22 January 2006

The Wages Of Fear

Don't Be Happy. Worry.

There was a time, not too long ago, when America was fearless. No more. Oh, we watch NASCAR and the NFL and think we kick major ass. But what’s on the screen between the games and the races?

Ads about worrying about your credit score.

Ads about refinancing to get out of credit card debt.

Ads for insurance for burial expenses.

Ads for medications which may prevent illnesses you don’t have.

Ads for life insurance for children.

Ads warning you that common everday life (like driving to work) may lead to life-threatening diseases.

Cholesterol. Erectile Disfunction. More insurance. Identity theft. And on and on and on it goes.

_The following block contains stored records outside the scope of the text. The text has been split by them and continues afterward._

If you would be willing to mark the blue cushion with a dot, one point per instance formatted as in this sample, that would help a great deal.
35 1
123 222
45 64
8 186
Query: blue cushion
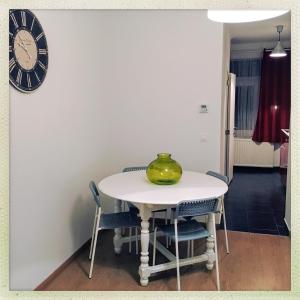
189 230
118 220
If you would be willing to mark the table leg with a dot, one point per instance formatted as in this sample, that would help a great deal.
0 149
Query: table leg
144 271
117 236
210 243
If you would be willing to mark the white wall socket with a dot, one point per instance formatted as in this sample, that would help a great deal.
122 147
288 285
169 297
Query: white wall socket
203 108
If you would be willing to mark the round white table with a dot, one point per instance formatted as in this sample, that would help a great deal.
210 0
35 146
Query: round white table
146 196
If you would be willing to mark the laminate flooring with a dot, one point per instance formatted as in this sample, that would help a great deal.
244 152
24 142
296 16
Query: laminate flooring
256 262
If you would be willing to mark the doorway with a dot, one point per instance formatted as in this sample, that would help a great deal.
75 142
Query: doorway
258 199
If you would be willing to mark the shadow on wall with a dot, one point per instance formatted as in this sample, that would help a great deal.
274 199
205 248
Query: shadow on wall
82 220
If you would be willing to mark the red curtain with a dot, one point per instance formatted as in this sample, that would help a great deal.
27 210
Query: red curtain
274 99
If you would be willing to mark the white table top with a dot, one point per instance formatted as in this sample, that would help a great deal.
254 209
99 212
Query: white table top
135 187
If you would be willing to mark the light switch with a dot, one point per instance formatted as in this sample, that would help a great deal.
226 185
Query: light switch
203 108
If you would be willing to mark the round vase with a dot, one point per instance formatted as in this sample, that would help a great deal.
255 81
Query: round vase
164 170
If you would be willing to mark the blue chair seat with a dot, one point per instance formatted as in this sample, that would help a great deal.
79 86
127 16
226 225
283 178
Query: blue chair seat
118 220
186 231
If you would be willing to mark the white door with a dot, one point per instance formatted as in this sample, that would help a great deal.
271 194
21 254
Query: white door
229 130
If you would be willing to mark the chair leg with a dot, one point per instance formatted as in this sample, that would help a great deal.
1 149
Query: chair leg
154 247
216 253
130 231
94 245
166 223
153 221
93 233
192 248
136 242
225 227
177 255
188 249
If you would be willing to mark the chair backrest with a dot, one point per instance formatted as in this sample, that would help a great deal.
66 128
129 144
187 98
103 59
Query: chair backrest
95 193
219 176
129 169
196 207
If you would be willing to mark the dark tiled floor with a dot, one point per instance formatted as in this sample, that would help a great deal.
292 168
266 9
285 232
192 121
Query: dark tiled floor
255 201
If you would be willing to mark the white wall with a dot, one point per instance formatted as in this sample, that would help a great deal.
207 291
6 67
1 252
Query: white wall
121 87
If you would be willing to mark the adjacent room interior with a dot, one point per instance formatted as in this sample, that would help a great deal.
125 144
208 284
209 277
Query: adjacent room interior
112 92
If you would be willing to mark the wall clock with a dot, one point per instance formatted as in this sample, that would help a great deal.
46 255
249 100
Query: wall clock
28 51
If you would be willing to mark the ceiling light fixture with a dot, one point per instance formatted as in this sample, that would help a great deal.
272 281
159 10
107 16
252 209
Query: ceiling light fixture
241 16
278 51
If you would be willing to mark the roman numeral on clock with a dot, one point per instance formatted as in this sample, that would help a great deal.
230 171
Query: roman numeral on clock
39 36
28 81
12 64
42 65
32 24
14 20
42 51
23 16
37 77
19 77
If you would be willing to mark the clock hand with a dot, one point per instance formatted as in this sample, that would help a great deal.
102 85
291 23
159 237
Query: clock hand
25 49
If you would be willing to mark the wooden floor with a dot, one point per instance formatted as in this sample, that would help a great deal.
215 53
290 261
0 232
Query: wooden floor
255 262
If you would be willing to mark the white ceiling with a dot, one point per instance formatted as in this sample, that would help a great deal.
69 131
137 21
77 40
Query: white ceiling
261 31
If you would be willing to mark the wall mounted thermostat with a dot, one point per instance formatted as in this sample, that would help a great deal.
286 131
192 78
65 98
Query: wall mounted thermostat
203 108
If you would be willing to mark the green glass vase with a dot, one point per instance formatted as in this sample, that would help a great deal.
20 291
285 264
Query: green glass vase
164 170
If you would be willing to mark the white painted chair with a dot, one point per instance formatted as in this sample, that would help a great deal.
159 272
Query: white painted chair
222 207
191 229
109 221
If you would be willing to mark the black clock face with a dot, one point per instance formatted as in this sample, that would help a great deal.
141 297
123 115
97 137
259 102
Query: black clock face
28 51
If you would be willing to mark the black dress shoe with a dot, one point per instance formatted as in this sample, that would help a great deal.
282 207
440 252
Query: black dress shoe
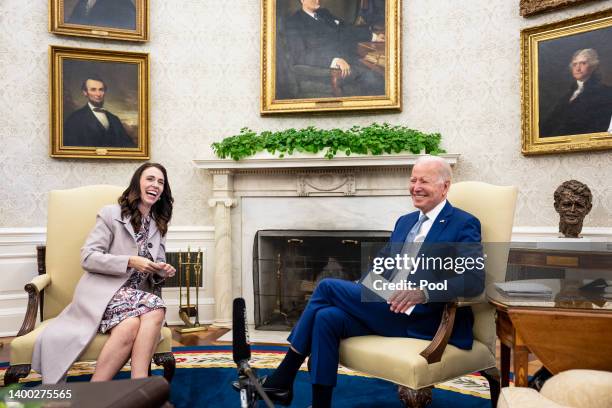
281 396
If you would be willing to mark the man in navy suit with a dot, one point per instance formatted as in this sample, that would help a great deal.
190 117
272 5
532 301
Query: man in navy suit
337 310
92 125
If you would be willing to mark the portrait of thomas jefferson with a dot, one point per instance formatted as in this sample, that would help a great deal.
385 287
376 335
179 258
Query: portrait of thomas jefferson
100 104
102 13
574 91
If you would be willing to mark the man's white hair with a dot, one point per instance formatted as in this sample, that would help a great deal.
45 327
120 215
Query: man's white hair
444 170
590 54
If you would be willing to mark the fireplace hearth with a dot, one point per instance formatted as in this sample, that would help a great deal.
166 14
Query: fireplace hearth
288 264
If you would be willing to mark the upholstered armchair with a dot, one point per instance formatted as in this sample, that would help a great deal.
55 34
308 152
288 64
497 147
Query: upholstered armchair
71 216
416 365
569 389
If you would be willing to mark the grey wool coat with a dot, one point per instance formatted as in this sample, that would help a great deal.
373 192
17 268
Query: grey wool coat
104 258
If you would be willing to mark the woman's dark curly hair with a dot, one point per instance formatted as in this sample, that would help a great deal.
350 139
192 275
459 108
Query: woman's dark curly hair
161 211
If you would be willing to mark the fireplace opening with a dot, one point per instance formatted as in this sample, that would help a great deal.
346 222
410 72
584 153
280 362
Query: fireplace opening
288 264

It’s a sad state of affairs when the most uplifing commercials on TV are for cars. Cars sell on style and performance and quality. OK, so half of it is lies, but you don’t’ buy a car out of fear. You buy it to go places and do things. That’s what this country used to be about.

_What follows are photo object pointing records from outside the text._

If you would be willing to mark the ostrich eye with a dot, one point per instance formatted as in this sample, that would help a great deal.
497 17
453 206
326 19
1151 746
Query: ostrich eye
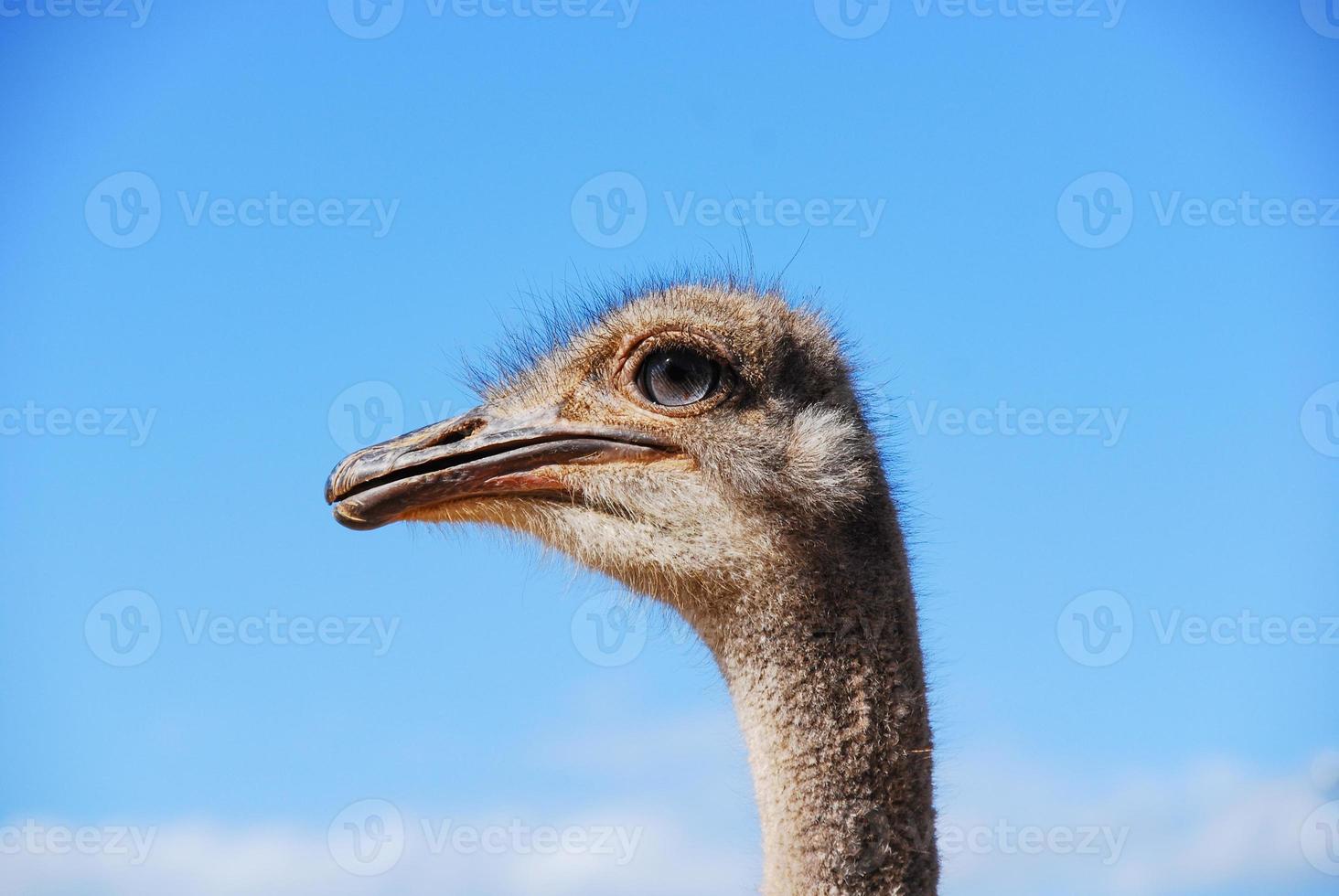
678 377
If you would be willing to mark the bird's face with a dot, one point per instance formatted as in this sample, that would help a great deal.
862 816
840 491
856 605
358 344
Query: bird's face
672 443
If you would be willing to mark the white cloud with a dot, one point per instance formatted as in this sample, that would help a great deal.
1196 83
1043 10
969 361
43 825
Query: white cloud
1211 827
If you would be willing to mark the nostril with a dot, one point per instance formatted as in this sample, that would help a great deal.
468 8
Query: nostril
452 434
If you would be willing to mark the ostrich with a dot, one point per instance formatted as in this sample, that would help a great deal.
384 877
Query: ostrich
703 443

But … Fear Works. We as a country have become so obsessed with our health and hanging on to whatever money the IRS doesn’t take and the greedheads are allowed to steal (So, did _anyone _from Enron end up stomped to death in a gutter? Did any do hard jail time?) that there’s an almost knee-jerk reaction to fear in advertising.

The obsession is diving deeper and deeper into minutia. Picking the “right” dental floss, the “right” bottled water (to “maximize hydration”), the “right” everything. It used to be that having the “right” stuff made you cool; now not havbing it means you made a Mistake. Something that could eventually (in 20 or 30 years) lead to cancer or bankruptcy or baldness, at least.

We have become marginalized. We buy into every bad thing that they say can happen to us. And you know what? If you believe them, it will. You will spend so much time and effort and money warding off all the Evils that could happen that you won’t enjoy a moment of life. Sometimes shit happens. If life was easy, everyone would have one.

And the advertising juggernaut further marginalizes us in other advertisments. Consider some of the ads for banks, for instance. They promote that with their bank you can talk to a person instead of an automated call center.

Bloody hell!

Believe it or not there was a time before ATM’s. Before voice-automated systems. Before out-sourcing of half the lower-echelon banking jobs to the Pacific Rim. In those days, you knew your teller and they knew you. You didn’t have to pay extra. Back before the banking industry contracted they really wanted your business. Even if you only had a small balance.

But now we’re so completely cowed by Big Business that we actually think we’re getting something “special” when we can call the place where we put Our Money and expect to talk to a person. Oh, how wonderful. They must really care.

Don’t for an instant think they give a happy damn about you, or that their offering you “better service” has anything to do with customer satisfaction. It is called “Branding” … they are selling a product. Period. They want you to deposit your money in their bank and that’s all. It’s no different than “Tastes Great, Less Filling.”

If you don’t like the service at your bank - take your money elsewhere. Simple. Screw those pin-striped punks.

These are sick and twisted times we live in, Bubbah. Earthquakes and tidal waves and wild fires and more demented bastards running our government than would fit in a David Lynch movie. And the mass media are feeding off it. Feeding their coffers by feeding our fear.

So when the constant negative reinforcement gets you down, here’s what you do. Fill up the tank of the car with Premium. Drive like a maniac to the store and get a nice big steak and a bottle of something to wash it down with - nothing less than 80 proof - wine doesn’t count. You’ll need potato chips too. Now haul ass home. Grill up that steak and eat it while watching a movie on Pay-Per-View. After dinner, start drinking - not enough to make you sick - just enough to make you mellow. Then light a fire in the fireplace and throw your latest credit card statements into it (in a week or so you can call the bank and ask why you still haven’t gotten a statement from them in the mail … is there some conspiracy to charge you a late fee!?!?).

The next morning wake up, head into the bathroom and take a nice big dump. And when you hear the splash in the bowl from last night’s meal just say: “America, Fuck Yeah.”